Olympics: Fukushima firm sends reassurance message ahead of 2020 vote

 Olympics: Fukushima firm sends reassurance message ahead of 2020 vote

TOKYO - The head of Tokyo Electric Power Co has sent a rare English message to calm fears over the impact of the Fukushima accident, which has overshadowed Tokyo's bid for the 2020 Olympics.

In rivalry with Istanbul and Madrid, Tokyo is bracing for the vote in Buenos Aires on Saturday (early Sunday Japan time) to pick who should host the Summer Games.

But media coverage of the crippled nuclear plant at Fukushima, where radioactive water is leaking into the ocean, has dogged Tokyo's bid.

"We deeply apologise for the greater anxiety caused by the accident at Fukushima Daiichi nuclear power station," TEPCO president Naomi Hirose said in a video message posted on its homepage on Thursday.

"Supported by the Japanese government ... all of us at TEPCO will strive relentlessly to control the contaminated water," Hirose said in English. But he denied any significant impact on the environment outside the plant, playing down fears over the possible spread of radiation.

"We believe that the impact on the surrounding waters is limited to the area within the port of the power plant," he said.

"And that judging by the results of our monitoring three kilometres (two miles) offshore there has been no impact on the water or the wider ocean," he added.

A TEPCO spokesman said the posting of the message "just coincided" with the final days of the Olympic race.

"We had long prepared for the message as there was a concern in other countries over the leak of contaminated water," the spokesman said. "It's nothing to do with Olympics."

In Buenos Aires, however, questions over Fukushima and how it might affect Tokyo's bid dominated news conferences by Tokyo Governor Naoki Inose and its delegation members.

Inose brushed aside concerns over the impact on the environment around the capital, some 220 kilometres (140 miles) from the plant, while stressing that the Japanese government had taken control of the crisis.

Japanese newspapers said the contest to host the 2020 Olympics was too close to predict, with the Yomiuri Shimbun saying Tokyo's bid depends on "how to overcome the weak point at the final presentation".

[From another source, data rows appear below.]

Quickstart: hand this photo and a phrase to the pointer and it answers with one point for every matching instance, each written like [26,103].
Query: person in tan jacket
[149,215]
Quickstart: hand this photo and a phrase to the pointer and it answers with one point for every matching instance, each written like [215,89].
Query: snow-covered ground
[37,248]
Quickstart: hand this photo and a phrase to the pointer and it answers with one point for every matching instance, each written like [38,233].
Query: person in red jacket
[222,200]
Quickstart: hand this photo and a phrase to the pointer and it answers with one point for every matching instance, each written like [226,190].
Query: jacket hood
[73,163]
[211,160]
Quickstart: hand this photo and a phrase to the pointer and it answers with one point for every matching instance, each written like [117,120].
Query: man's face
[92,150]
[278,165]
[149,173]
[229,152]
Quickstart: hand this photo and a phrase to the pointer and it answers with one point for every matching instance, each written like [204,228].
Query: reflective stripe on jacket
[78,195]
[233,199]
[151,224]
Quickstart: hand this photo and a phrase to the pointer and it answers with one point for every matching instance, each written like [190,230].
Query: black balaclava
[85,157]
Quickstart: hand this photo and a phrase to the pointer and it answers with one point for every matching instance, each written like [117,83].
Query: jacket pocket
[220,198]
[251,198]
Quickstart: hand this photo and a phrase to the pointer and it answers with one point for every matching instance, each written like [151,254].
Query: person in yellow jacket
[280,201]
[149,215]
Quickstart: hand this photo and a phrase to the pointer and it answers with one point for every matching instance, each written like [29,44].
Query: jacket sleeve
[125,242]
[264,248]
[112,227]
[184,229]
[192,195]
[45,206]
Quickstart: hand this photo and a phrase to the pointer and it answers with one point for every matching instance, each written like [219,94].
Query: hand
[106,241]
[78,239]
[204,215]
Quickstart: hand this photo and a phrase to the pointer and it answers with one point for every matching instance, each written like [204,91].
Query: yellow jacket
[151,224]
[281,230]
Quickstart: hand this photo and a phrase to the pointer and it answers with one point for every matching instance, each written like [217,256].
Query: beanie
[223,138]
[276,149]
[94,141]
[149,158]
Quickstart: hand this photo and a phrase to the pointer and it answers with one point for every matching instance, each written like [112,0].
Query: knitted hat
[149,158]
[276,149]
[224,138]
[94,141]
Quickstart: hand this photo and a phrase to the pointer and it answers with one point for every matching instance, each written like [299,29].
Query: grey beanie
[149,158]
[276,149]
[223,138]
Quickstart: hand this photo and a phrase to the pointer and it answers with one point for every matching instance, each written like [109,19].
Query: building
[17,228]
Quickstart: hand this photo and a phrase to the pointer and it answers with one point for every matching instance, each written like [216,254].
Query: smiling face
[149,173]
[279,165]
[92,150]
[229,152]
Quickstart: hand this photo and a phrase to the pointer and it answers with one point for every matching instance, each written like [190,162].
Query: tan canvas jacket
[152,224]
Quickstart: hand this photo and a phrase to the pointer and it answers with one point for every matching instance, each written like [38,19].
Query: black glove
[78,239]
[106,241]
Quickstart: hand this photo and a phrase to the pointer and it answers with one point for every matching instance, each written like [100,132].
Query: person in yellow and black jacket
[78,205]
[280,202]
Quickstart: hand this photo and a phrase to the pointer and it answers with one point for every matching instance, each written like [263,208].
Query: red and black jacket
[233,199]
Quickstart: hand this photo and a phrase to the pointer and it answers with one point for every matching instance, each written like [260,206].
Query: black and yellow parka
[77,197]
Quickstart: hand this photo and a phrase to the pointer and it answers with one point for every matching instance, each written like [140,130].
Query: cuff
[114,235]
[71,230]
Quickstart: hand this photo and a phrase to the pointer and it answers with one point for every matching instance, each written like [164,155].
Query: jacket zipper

In March 2011, an earthquake and tsunami killed more than 18,000 people and caused meltdowns at Fukushima in the world's worst atomic disaster since Chernobyl in 1986.

More than two years after the disaster, TEPCO continues to struggle with the clean-up, which is expected to take around four decades.

TEPCO has revealed highly toxic water may have made its way into the Pacific Ocean. The utility also says up to 300 tonnes of mildly radioactive groundwater is making its way into the sea every day.